As we worked on the next generation of autonomous agents, we were keen to explore these two directions in the lab before offering similar production capabilities.
Each agent in our ensemble has the following characteristics:
- One-Shot Solving: Each agent gets exactly one try to solve the task.
- Model Diversity: Agents use either Anthropic's Claude Sonnet 3.7 or OpenAI's o4-mini model.
- Specialized Tooling: Each agent is equipped with different combinations of edit, search, diagnostic, and "thinking" tools.
The Power of Ensemble Approaches
What's particularly fascinating is the performance comparison: while our best individual agent achieved a solve rate of 66.6%, the four agents used in the ensemble individually achieved solve rates between 60.8-64.6%. Yet together, with the “critic” role selecting the optimal solution, they pushed our overall success rate to 70%.

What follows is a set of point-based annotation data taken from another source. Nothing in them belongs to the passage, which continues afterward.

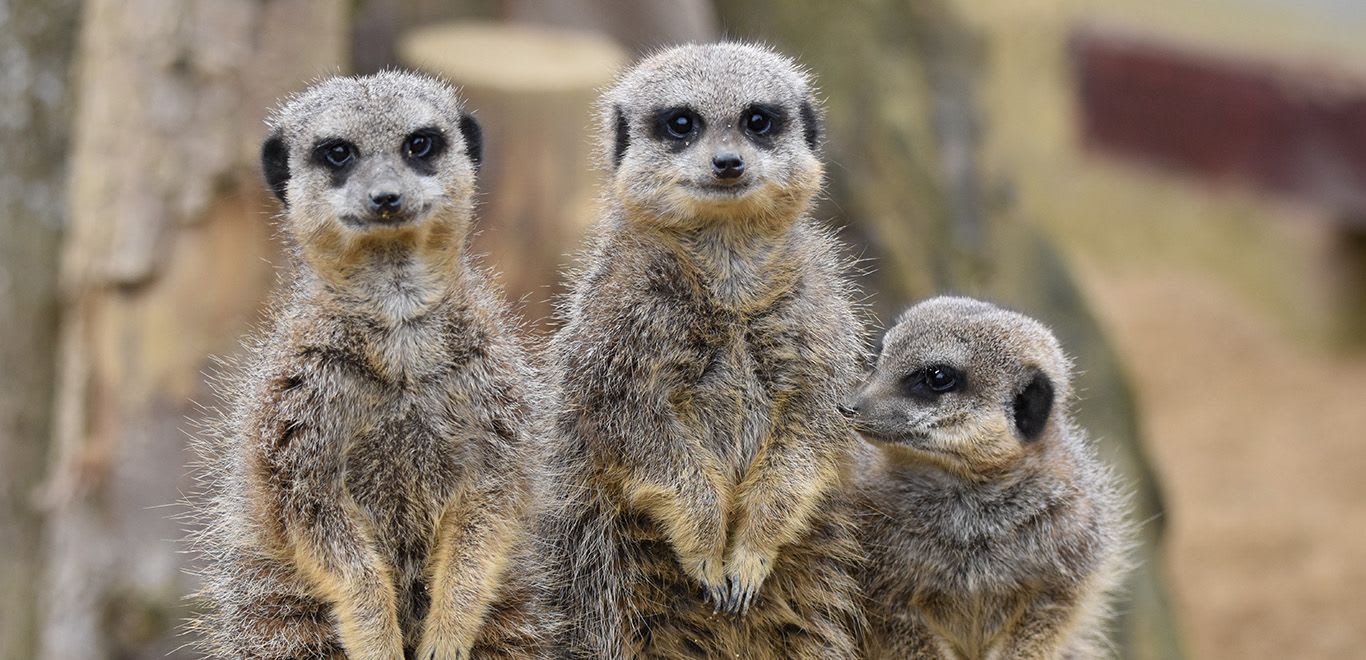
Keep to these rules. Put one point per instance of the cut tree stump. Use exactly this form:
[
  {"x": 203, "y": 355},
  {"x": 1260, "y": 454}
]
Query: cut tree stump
[{"x": 533, "y": 92}]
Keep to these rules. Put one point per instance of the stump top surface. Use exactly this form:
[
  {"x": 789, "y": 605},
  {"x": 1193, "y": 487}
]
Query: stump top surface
[{"x": 514, "y": 58}]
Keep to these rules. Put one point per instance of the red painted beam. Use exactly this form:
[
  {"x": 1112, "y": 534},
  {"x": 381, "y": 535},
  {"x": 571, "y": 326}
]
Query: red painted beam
[{"x": 1292, "y": 131}]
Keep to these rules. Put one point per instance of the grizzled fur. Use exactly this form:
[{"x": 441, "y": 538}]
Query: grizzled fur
[
  {"x": 370, "y": 478},
  {"x": 992, "y": 529},
  {"x": 705, "y": 349}
]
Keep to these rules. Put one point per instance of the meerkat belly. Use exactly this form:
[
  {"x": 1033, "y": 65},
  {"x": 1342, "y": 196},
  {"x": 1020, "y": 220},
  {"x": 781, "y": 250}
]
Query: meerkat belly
[
  {"x": 402, "y": 472},
  {"x": 731, "y": 406}
]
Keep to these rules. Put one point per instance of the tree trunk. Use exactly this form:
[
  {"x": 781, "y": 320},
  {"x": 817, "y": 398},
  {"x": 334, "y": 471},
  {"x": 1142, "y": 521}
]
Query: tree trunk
[
  {"x": 164, "y": 264},
  {"x": 534, "y": 103},
  {"x": 36, "y": 43}
]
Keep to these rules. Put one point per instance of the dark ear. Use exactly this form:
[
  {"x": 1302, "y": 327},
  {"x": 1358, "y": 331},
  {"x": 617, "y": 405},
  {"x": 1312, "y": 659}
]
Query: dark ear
[
  {"x": 810, "y": 126},
  {"x": 1033, "y": 406},
  {"x": 275, "y": 163},
  {"x": 473, "y": 138},
  {"x": 623, "y": 135}
]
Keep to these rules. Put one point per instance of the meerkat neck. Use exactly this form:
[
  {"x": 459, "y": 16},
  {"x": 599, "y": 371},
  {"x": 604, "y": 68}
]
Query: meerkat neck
[
  {"x": 741, "y": 267},
  {"x": 394, "y": 280}
]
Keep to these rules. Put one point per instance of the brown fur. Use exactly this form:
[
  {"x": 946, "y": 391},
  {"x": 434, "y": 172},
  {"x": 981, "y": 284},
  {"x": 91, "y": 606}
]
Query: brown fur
[
  {"x": 984, "y": 539},
  {"x": 704, "y": 353},
  {"x": 370, "y": 483}
]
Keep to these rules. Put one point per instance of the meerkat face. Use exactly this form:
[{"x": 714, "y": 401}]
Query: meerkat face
[
  {"x": 963, "y": 384},
  {"x": 720, "y": 133},
  {"x": 372, "y": 157}
]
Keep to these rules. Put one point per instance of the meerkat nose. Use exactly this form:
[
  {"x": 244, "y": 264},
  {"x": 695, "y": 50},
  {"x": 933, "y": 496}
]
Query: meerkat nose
[
  {"x": 727, "y": 166},
  {"x": 385, "y": 202}
]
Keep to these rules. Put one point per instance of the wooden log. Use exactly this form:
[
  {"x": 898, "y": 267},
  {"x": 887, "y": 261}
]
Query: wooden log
[
  {"x": 532, "y": 90},
  {"x": 165, "y": 261},
  {"x": 36, "y": 43}
]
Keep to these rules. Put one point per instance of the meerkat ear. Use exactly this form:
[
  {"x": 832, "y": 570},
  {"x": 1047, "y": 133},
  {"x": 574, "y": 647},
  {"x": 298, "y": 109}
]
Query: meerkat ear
[
  {"x": 1033, "y": 405},
  {"x": 810, "y": 126},
  {"x": 623, "y": 135},
  {"x": 473, "y": 138},
  {"x": 275, "y": 163}
]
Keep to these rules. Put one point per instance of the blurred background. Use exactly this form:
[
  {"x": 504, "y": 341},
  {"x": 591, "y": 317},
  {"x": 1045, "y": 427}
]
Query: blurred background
[{"x": 1178, "y": 187}]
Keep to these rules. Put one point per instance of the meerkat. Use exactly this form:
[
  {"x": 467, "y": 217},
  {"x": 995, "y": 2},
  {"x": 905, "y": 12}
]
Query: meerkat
[
  {"x": 370, "y": 481},
  {"x": 992, "y": 529},
  {"x": 704, "y": 353}
]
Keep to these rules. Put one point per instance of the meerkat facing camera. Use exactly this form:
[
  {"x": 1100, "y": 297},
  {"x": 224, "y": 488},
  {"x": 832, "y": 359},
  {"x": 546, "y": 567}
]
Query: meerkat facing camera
[
  {"x": 704, "y": 354},
  {"x": 992, "y": 529},
  {"x": 370, "y": 481}
]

Even more compelling, a theoretical "Best of 4" solution—where we always pick the correct solution if any agent found it—would reach an astonishing 78.6% success rate. This dramatic improvement underscores the immense potential of verification and feedback loops, a direction our lab is actively working toward.
Looking Forward: What This Means for You
This achievement isn't just a number on a leaderboard. It represents a significant step toward our vision of autonomous agents capable of producing valuable work in real production environments. As we continue refining our approach to verification and feedback systems, we expect to see even more dramatic improvements in capability and reliability.

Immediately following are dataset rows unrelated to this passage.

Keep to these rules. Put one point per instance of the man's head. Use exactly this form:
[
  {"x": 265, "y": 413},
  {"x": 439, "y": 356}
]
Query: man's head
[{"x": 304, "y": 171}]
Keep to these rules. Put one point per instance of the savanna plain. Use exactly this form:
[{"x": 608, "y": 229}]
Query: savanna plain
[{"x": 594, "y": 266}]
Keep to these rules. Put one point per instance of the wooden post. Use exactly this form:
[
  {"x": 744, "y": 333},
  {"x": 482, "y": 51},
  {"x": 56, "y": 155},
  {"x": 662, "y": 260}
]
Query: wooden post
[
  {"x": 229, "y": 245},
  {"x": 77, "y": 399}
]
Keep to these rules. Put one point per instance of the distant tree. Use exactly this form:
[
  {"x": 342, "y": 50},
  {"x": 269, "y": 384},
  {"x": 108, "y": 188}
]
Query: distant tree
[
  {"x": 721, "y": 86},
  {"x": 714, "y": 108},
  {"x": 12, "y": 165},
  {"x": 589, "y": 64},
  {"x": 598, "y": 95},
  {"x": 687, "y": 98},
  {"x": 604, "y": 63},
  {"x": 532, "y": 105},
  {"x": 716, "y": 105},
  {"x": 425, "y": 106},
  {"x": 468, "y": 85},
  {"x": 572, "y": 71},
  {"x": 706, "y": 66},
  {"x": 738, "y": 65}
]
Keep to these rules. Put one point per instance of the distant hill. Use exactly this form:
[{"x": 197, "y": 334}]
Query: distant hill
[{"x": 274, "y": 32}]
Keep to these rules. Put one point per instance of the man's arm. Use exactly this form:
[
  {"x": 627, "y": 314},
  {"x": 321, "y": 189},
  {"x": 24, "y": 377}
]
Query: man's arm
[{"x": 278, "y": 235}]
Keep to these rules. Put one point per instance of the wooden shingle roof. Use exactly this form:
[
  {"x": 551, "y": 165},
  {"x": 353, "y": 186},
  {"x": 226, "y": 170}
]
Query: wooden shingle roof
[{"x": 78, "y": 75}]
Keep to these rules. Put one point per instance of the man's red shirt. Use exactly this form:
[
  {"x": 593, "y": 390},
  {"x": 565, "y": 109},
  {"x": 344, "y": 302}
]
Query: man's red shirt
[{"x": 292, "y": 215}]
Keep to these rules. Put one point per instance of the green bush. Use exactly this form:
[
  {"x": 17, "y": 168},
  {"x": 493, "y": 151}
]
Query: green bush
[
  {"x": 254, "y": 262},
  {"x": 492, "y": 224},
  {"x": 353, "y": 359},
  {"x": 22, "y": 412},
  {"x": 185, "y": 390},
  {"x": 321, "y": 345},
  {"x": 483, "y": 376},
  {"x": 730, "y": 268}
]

For Zencoder users, this means increasingly powerful AI assistance that better understands your codebase, leverages the right tools at the right time, and learns from its own successes and failures. The 70% benchmark is not an endpoint but a milestone on our journey to transform how software gets built.
We'll continue pushing these boundaries in our lab while ensuring that every advance translates to practical value for your development workflow. After all, our ultimate measure of success isn't a benchmark score—it's how much faster you can ship great software with Zencoder by your side.